Gute fünf Jahre hat er nun an dem Thema gearbeitet. Er hat nicht nur mehr über die Aufgaben und Funktionen der Kreisleiter in Erfahrung gebracht, sondern auch herausgefunden, was für Menschen dahinter steckten, wie ihr Leben sich vor und nach der Zeit des Nationalsozialismus entwickelte. Insgesamt gab es zwischen 1933 und 1945 acht Kreisleiter.
„Den Nazis ist es zunächst nicht gelungen, in Überlingen einen Fuß auf den Boden zu kriegen“, sagt Hutter. „Der Versuch 1927, von Konstanz aus eine Ortsgruppe zu gründen, scheiterte kläglich.“Dies habe erst in einem zweiten Anlauf 1930 funktioniert, als die NSDAP überall stärker wurde. Die ersten Bezirksleiter tauchen um 1925 in Mannheim auf. Der Gauleiter hat sie im Auftrag des Führers ernannt, denn er benötigte ein Instrument, um die Ortsgruppen zu verbinden. Andererseits sollten sie die „alten Kämpfer“innerhalb der Partei, Veteranen aus dem Ersten Weltkrieg, unter Kontrolle halten. Bei der Kommunalreform 1935, als die alten Amtsbezirke zu Kreisen zusammengelegt wurden, wurden die Bezirksleiter zu Kreisleitern. Er war ein „Schwergewicht der politischen Führung“. Das heißt, dass das Wort des Kreisleiters im Falle einer Auseinandersetzung mit dem Landrat schwerer wiegen würde.

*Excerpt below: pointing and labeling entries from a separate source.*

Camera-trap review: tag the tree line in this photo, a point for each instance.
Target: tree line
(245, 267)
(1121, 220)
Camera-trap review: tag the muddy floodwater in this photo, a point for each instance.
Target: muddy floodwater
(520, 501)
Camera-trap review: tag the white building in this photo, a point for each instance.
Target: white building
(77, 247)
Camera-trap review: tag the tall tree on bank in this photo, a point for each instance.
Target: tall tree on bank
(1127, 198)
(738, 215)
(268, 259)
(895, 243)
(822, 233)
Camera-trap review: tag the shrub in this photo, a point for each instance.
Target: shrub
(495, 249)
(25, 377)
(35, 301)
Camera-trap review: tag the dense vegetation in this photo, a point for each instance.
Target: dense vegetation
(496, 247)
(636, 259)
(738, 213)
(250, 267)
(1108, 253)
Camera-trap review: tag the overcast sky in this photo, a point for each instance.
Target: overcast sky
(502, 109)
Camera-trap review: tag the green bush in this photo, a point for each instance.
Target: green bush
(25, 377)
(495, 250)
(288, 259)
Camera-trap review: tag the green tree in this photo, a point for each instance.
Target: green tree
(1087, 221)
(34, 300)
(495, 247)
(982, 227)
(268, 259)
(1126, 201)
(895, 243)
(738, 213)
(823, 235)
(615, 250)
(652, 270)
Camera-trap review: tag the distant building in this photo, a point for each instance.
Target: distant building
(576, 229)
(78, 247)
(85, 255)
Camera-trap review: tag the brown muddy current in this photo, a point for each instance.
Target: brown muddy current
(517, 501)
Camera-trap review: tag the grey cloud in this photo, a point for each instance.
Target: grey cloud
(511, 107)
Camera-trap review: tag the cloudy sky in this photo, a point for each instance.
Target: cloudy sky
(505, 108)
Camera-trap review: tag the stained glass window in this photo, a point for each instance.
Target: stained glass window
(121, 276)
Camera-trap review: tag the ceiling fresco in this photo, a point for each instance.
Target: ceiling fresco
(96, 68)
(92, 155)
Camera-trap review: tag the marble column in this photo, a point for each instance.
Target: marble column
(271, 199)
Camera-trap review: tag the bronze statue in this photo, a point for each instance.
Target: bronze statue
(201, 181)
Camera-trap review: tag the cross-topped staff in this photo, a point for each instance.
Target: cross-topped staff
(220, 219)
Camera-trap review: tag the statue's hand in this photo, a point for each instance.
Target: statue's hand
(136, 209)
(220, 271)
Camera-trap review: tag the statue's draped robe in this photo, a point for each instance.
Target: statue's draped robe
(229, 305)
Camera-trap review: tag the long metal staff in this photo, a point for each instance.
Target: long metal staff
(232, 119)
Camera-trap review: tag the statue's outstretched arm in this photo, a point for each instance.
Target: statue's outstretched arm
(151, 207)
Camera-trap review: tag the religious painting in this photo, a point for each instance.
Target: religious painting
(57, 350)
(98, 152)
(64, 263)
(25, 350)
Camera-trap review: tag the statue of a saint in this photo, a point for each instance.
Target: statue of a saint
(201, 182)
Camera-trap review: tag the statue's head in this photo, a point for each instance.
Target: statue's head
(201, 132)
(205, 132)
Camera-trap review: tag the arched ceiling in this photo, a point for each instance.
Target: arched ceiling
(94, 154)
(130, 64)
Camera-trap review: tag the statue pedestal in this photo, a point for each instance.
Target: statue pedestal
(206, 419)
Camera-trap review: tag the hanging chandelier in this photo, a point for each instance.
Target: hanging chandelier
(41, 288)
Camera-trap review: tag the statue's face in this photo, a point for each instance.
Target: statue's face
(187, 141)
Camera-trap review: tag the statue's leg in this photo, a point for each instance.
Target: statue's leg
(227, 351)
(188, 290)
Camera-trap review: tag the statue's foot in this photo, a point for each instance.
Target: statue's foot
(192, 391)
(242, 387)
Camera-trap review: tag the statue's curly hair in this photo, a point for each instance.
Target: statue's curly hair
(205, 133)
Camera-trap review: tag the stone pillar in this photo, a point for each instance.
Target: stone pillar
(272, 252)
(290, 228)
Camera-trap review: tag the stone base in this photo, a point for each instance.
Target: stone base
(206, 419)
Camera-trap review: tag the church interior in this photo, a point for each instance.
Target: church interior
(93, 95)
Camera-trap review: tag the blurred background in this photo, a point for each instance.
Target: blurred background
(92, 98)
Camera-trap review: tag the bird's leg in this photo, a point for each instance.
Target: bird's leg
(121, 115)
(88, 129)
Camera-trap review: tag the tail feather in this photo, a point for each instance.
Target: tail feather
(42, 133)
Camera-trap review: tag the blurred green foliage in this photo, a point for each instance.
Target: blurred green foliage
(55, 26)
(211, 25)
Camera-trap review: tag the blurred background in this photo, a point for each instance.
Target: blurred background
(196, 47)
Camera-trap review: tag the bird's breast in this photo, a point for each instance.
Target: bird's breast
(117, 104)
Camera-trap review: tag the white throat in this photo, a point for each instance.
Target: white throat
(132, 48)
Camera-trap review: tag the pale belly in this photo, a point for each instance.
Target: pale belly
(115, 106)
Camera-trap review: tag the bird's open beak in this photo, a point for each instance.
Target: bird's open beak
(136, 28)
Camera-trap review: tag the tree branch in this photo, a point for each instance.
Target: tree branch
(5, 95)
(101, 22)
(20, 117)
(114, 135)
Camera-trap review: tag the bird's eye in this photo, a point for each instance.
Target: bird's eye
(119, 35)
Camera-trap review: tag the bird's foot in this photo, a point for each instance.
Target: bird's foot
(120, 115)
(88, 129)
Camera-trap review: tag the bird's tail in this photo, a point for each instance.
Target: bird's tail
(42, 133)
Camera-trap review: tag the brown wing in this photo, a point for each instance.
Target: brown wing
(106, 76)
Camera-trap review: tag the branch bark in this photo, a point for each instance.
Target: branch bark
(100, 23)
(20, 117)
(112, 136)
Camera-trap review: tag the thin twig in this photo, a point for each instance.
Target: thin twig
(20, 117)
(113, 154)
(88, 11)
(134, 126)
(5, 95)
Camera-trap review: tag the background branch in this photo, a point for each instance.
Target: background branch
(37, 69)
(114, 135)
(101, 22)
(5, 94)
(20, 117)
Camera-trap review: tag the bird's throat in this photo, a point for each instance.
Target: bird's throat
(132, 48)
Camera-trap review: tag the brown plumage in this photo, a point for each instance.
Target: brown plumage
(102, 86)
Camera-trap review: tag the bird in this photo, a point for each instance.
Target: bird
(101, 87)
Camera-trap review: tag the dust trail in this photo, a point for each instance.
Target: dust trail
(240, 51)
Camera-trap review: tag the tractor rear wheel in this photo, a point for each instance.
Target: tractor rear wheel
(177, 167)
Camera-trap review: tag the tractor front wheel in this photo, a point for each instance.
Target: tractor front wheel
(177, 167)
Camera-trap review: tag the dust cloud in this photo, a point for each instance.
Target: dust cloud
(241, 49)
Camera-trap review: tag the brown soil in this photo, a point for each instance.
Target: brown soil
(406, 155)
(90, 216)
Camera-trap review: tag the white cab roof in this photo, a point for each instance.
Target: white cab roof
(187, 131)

„Der Kreisleiter musste in der Kreisstadt angesiedelt sein und war gegenüber den NSDAP-Ortsgruppenleitern weisungsbefugt“, sagt Hutter. Er war auch der Beauftragte der Partei in allen kommunalen Fragen. Mit weitreichenden Befugnissen ausgestattet, musste er die Interessen der Partei durchsetzen. „Wenn jemand diesen Interessen entgegenstand und sich jemand dem Nationalsozialismus entgegenstellte, konnte er die Geheime Staatspolizei einsetzen, um sich durchzusetzen“, sagt der Historiker. Das betraf Funktionäre der Zentrumspartei, die ausgeschaltet werden sollten, genauso wie Sozialisten oder Kommunisten. Der Kreisleiter erstellte auch politische Beurteilungen über Bewerber auf staatliche Stellen. So konnte er Leute von vorneherein fördern oder verhindern. Und: „Ohne Zustimmung des Kreisleiters war es nicht möglich, Ämter wie die des Bürgermeisters oder des Feuerwehrkommandanten zu besetzen.“Teilweise fragten sogar Firmen, die neue Leute einstellen wollten, den Kreisleiter nach seiner Beurteilung.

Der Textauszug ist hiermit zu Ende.